The Republicans -- unwittingly or not -- seem to have a much greater grasp of how language works than Democrats do, how willfully untrue statements can function like so much debris thrown out the back of a truck to clog the road. Through instinct or desperation they realize that by the time the road gets cleared -- BY US -- they will have already achieved their destination.
I want to continue the premise of a diary I wrote the other day about the relative value of facts and telling the 'truth' in this election, and my belief that the facts alone will not carry the day. Was it David Byrne who sang that Facts / Get the best of us?
Such uses of language that are not bound by fact were described by the British Linguist J. L. Austin as 'performative' speech acts, which he defined as a statement that operates outside of the usual dichotomy of true and false.
How to Do Things With Words is perhaps Austin's most influential work. In it he attacks . . . the view that the chief business of sentences is to state facts, and thus to be true or false based on the truth or falsity of those facts. In contrast to this common view, he argues, truth-evaluable sentences form only a small part of the range of utterances.
A simple example of an utterance that is not 'truth evaluable' would be to say 'I promise to end the war.' There is nothing within this statement that is true or false because its meaning needs to be 'performed' in order to become true. True, at least, to the extent that we can say that one person, the president, accomplishes something that literally requires the action of millions of people.
But, according to Austin, even if the war does not end the statement 'I promise to end the war' is not false, is not a lie. One might still be promising to end the war -- and continue to promise to do so in the future -- all the while that the war rages on. Sound familiar?
What Austin offers that is useful to us now over the next 52 days is a different understanding of how language works, and better still, a more effective strategy for combating such 'performative' utterances as those coming from McCain / Palin for the past two weeks.
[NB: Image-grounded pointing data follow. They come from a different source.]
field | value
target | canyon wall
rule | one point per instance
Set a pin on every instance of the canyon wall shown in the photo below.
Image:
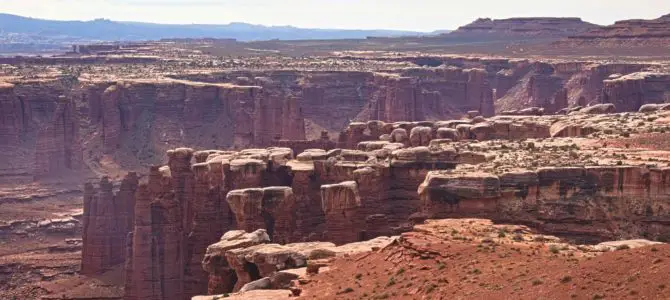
(40, 129)
(630, 92)
(592, 203)
(132, 122)
(415, 171)
(107, 220)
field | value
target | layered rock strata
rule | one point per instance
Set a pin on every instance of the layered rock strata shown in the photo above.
(240, 258)
(593, 202)
(107, 220)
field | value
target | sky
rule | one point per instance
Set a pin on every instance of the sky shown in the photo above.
(418, 15)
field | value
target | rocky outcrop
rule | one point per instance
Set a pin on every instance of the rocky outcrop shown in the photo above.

Rather than running around screaming "That's not true!" "That's not true!", we should be doing things with words ourselves.
The simplest way would be to start performing daily jujitsu on the most prominent McCain / Palin memes. Obama did this indavertently with his Lipstick on a Pig remark and then regrettably clarified it to erase precisely what was so cunning and ambiguous about it: that it caused the Republicans to interpret the remark in an even broader sense than his original meaning. The Repbublicans, through their indignation, PERFORMED the possibility that Palin is a pig without Obama having to say so.
What if he next stole Palin's most famous meme? What if all of us started saying 'Thanks, but no Thanks' to four more years of failed policies?